The subscriber argument of the Subscription attribute would implement a subscriber interface, the same one registered globally that would apply to all controller/resolver methods annotated with the Subscription attribute.

And that's basically it. The Subscription attribute and associated method would be used for definition schema building. The subscriber would be responsible for managing the subscription entirely. The whole pub/sub behavior can be contained there. The controller/resolver method just serves to be a pure representation of each execution/broadcast.

oprypkhantc commented 11 months ago

@oojacoboo What we do with iterables is a PHP limitation, but so is this. Generics are part of the language now, even with the ugly PHPDoc syntax.

I'm not sure I'm following. How do I replicate my example that emits a counter every second (without global state, global broadcaster or other services running)?
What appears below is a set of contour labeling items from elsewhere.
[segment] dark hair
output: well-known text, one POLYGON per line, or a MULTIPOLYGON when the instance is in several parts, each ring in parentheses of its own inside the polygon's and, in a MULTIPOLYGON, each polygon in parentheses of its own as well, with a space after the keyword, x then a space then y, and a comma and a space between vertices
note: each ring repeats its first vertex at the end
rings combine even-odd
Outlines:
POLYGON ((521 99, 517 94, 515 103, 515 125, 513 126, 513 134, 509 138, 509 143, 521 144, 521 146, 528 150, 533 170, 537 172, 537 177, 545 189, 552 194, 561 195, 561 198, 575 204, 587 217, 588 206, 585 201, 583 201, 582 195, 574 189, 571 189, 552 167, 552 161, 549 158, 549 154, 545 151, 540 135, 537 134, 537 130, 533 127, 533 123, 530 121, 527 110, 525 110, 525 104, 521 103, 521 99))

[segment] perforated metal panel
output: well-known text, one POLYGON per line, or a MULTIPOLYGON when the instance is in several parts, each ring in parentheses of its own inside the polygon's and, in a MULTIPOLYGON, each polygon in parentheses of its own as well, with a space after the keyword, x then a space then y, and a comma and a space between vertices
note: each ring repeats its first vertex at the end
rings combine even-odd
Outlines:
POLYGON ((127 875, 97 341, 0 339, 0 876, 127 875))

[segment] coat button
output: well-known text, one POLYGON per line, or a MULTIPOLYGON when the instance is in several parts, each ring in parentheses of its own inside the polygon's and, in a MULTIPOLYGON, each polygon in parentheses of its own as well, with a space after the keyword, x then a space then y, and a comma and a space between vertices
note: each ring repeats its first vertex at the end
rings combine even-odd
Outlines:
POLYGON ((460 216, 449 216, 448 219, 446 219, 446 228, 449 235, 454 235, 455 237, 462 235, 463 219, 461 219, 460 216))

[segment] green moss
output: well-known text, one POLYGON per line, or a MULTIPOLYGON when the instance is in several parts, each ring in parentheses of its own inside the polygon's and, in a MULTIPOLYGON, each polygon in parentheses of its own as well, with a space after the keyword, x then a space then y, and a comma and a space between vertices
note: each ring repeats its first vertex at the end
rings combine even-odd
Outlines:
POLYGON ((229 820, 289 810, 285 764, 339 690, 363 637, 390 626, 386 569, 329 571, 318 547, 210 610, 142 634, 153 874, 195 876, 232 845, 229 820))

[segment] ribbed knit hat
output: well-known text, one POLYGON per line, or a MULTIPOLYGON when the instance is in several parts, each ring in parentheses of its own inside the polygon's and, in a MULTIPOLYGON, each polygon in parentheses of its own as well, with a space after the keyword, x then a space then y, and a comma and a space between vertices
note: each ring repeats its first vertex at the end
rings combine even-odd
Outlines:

Also articlePublished return type is specified as ?Article, but how do I return multiple "events" (i.e. multiple broadcasts of the new Article)? Also, how would this code wait for the new article to arrive?

Let's say we have this code:

class ArticleController {
    #[Mutation]
    public function createArticle(ArticleInput $data): Article {
        $article = Article::fromInput($data);

        $this->save($article);

        $this->events->dispatch(new ArticleCreatedEvent($article)); // let's say it's also published into Redis

        return $article;
    }

    #[Subscription()]
    public function articlePublished(ArticlePublishedInput $filters): ?Article
    {
        // how do I subscribe to ArticleCreatedEvent here, given that I can subscribe to Redis channel and get  an ArticleCreatedEvent instance with article inside of it?
        // how do I return all subsequently created articles, not just the first one?
    }
}
oojacoboo commented 11 months ago

So, there would be a global Subscriber service, which would implement our SubscriberInterface, that'd be registered with the GraphQLite config. Also, the Subscription attribute would take an optional subscriber argument to specify an optional custom subscriber per subscription.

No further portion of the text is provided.